The most emblematic dish of the city is a river carp called xi hu cu yu, or West Lake vinegar fish, which is gently steamed with vinegar and ginger. A notable rendition is served at a famous restaurant by the lake called Lou Wai Lou, one of the most celebrated dining spots in Hangzhou, with a history of over 150 years. There, a little girl approached me and my friend as we were eating. It was toward the end of dinner service, and we were among the few people left in the restaurant.

West Lake vinegar fish. Photo by Clarissa Wei

“Hello. Are you zhongguoren?” she said, verbatim, smiling up at us. Zhongguoren means Chinese person in Mandarin. Her hands were in her pocket, and she stared up at us, wide-eyed. The waitresses, visibly amused, all stopped what they were doing to watch the scene unfold.

“Hi! Yes and no. I’m from America, but I am also from here, kind of,” I responded back in Mandarin.

She told me she had heard my friend and I speaking English and wanted to converse with us with the little English that she knew. We asked her how old she was; she was just 11.

“I love America!” she concluded, at the end of our conversation. “One day I want to visit.”

Inside a chain restaurant called Green Tea. Photo by Clarissa Wei

That interaction summed up the polarity of the city: It is entirely Chinese, but with a deep aspiration to become a city with Western characteristics. And as my friend and I left the restaurant to hail a taxi, I couldn’t help but notice a Starbucks on the same street. Hangzhou is a microcosm of China—a place where growth means more concrete and taller buildings, a place that is growing so quickly it barely has time to acknowledge its history.

Food and tea are among the few mediums left where the city’s romantic past is diligently and consistently acknowledged.

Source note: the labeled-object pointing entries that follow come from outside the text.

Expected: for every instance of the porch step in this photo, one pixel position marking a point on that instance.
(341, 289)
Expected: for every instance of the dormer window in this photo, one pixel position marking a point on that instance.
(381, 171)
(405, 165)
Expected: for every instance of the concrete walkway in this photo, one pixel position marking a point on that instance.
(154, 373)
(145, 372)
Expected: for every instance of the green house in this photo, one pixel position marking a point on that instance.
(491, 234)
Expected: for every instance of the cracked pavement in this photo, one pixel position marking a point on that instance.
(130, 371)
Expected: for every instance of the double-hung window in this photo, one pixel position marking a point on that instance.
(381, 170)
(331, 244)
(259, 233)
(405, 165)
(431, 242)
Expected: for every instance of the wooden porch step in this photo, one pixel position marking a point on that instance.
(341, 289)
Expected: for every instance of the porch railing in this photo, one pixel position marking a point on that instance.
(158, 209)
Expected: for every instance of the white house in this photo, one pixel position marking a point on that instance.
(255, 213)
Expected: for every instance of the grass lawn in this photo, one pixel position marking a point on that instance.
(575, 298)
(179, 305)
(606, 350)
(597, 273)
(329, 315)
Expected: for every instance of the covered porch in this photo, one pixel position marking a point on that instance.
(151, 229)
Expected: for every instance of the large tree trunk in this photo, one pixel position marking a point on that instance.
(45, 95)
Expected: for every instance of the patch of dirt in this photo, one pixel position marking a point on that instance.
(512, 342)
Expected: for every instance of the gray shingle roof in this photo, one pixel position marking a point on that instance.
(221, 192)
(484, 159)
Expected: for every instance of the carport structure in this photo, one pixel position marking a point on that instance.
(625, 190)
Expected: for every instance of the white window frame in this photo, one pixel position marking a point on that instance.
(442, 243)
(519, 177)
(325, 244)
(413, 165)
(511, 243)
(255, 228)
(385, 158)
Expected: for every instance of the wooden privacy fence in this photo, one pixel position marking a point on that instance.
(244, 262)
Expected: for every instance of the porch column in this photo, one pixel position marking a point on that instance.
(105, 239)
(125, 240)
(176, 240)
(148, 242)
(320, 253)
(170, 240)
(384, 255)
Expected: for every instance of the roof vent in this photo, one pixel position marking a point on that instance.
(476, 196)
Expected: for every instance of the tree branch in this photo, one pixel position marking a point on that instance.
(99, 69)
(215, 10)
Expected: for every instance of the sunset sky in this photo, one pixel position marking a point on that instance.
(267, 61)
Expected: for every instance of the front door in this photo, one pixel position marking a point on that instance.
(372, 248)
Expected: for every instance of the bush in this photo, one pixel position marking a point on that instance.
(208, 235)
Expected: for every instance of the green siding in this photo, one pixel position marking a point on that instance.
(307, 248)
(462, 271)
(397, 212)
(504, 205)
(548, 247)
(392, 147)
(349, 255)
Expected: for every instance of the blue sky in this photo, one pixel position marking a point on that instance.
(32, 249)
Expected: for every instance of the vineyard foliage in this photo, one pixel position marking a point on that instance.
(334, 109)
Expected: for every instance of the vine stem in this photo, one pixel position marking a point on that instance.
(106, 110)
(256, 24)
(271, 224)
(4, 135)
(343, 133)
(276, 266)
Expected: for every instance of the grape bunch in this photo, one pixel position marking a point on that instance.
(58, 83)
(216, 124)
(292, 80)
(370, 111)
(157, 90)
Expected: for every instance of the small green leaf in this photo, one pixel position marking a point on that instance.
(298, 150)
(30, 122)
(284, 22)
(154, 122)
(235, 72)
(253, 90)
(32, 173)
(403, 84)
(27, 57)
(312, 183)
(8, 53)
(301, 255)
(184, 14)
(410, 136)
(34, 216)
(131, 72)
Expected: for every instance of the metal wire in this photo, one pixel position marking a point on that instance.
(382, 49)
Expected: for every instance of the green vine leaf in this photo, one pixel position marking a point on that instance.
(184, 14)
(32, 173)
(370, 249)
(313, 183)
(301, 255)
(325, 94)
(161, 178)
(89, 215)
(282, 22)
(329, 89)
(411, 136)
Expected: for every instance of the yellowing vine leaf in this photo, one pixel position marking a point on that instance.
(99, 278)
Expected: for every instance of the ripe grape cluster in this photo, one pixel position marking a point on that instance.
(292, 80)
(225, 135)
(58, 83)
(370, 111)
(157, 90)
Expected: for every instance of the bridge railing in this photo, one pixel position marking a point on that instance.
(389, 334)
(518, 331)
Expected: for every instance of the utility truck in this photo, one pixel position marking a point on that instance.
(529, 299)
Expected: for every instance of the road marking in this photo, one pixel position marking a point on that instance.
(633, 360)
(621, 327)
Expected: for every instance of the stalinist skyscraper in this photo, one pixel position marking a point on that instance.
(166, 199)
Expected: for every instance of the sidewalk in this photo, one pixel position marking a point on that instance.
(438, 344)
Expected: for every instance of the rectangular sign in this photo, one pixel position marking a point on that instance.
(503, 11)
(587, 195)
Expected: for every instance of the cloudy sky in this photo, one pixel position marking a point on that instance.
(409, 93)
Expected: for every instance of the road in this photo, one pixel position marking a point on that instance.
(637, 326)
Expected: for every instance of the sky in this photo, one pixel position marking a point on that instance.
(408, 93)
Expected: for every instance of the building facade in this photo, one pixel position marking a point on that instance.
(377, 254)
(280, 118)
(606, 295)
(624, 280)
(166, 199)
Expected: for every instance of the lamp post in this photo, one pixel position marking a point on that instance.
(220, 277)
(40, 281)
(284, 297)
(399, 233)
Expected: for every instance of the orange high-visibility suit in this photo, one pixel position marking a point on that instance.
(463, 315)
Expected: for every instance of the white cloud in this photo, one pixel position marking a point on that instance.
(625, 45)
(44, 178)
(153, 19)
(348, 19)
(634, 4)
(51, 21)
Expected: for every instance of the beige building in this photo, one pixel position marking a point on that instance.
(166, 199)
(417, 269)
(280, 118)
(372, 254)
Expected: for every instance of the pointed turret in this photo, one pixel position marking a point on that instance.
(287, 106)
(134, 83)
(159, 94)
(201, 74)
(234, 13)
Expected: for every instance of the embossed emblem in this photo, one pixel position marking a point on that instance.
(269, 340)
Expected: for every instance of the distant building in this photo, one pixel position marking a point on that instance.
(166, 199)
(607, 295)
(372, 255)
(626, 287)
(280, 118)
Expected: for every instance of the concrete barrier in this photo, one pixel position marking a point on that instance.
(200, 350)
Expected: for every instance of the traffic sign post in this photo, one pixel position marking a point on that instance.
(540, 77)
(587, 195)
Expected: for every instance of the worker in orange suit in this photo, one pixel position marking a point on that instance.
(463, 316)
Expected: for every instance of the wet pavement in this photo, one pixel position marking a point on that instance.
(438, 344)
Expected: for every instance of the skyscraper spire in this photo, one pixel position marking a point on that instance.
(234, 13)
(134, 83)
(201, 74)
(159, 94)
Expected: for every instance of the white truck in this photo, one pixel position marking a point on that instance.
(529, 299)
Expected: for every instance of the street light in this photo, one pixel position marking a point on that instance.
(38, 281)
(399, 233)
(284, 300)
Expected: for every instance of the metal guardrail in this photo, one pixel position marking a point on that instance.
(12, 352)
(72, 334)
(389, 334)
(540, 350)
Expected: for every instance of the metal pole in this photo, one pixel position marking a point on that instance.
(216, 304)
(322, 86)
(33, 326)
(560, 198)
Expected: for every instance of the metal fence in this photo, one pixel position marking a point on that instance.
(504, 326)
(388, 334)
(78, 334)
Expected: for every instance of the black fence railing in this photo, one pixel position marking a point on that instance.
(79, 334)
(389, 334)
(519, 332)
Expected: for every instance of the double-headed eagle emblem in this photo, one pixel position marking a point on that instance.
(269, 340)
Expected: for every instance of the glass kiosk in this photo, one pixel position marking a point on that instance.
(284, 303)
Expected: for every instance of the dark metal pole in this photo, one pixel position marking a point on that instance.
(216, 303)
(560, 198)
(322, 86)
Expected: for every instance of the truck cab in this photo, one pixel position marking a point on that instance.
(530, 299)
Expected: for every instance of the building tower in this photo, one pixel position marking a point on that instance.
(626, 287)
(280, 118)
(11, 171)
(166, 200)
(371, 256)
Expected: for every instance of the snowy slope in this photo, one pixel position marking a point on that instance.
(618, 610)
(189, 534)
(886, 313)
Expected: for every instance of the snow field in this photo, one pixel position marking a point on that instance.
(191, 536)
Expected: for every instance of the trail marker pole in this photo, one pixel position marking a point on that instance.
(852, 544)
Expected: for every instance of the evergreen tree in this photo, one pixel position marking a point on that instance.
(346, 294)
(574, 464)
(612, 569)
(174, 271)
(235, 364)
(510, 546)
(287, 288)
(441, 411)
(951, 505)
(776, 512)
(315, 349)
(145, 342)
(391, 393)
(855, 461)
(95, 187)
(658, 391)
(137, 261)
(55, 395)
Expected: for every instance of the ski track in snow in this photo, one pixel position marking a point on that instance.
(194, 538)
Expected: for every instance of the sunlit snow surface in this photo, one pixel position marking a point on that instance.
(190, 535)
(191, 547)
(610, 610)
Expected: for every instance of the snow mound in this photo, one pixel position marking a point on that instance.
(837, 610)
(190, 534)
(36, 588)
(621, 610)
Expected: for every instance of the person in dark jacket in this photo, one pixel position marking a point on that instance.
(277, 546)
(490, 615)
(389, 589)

Playing a guzheng. Photo by Clarissa Wei

One snowy day, I was invited to a private gathering on the top floor of a hotel that overlooked the edges of West Lake. There, my friends plucked the strings of a guzheng (a Chinese piano) and tried our hands at calligraphy. A tea table stood at the center of the room, and as we dabbled in the arts and chatted, the staff taught us how to pour a proper cup of Longjing tea. Every tea, they told me, has its own specific ritual to match it.

The directions for Longjing tea were simple: Add the dried tea leaves into a long, tall glass and pour hot water in.

Watch the tea leaves dance! Photo by Clarissa Wei

“That’s it?” I asked. I was expecting a more complicated ceremony, like that of oolong tea and pu-erh, which uses small teapots and teacups.

“Yes,” a staff member responded, smiling. “The clear glass allows you to fully appreciate the visuals of the leaves as they unfurl. And this way, they’ll have the space to dance.”

This piece originally ran in July. We are republishing it because Hangzhou looks especially beautiful in the snow.